Aether is selling its transportation division, which sells wireless data systems to help customers track distribution networks, such as delivery trucks or fleets of automobiles, for $25 million to a private equity investor. A sale of its government division, which sells wireless data networks to police departments and other state or local government agencies, is expected to close soon for $10 million.
Only 11 people gathered in a small meeting room at a Baltimore hotel where the latest step in the transformation was ratified in a meeting that adjourned after eight minutes.
Aether founder and chief executive David S. Oros, a mathematician who once wrote software for military radar systems, explained the arcane finances driving Aether's new strategy.

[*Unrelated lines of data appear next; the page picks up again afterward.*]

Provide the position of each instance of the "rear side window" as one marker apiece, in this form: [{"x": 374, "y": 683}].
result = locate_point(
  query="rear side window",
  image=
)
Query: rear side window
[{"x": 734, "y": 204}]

Instead of the wireless technology that always was his company's focus, he described the relative merits of investing in adjustable-rate mortgage-backed securities and the benefits of having "net-operating-loss carryforwards."
In an interview after the meeting, Oros said he would remain chief executive for the time being. He said the company will pare down from 287 employees at the beginning of this year to five or fewer, including him and Reymann. Oros was paid $200,000 last year.
"This has been a difficult process, believe me," said Oros, who is Aether's biggest shareholder, with about a 10 percent stake. "It's a very big change. There were a lot of naysayers at the beginning, but the calls we're getting now, people are beginning to see the strategy."
Once the sales are final, Aether will be a cash-rich shell, holding no real estate and having no debt. Its stock rose 7 cents yesterday to close at $3.12. At that price, Aether's market value is about $136 million, roughly equal to what its cash level should be after the asset sales and debt repayments.
As part of a strategy first considered by Aether's board last year and implemented this spring and summer with the help of Arlington investment bank Friedman, Billings, Ramsey Group Inc., Aether decided to sell its money-losing operations piecemeal and invest in mortgage-backed securities.
Aether will make money on the difference between what it pays to borrow money and the interest that its portfolio of mortgage-backed securities yields, the so-called spread. Aether also could make money by reselling the securities.
The company also can take advantage of tax benefits. Because it has more than $700 million in net losses on its books, it can earn that much before it pays corporate income tax.
The new strategy is not risk-free. Sharp changes in interest rates hammer mortgage securities investors.
Oros said the company will start out slowly and conservatively in building its portfolio to establish a track record with stockholders.
"It's important for us to show the market we are serious about this," he said.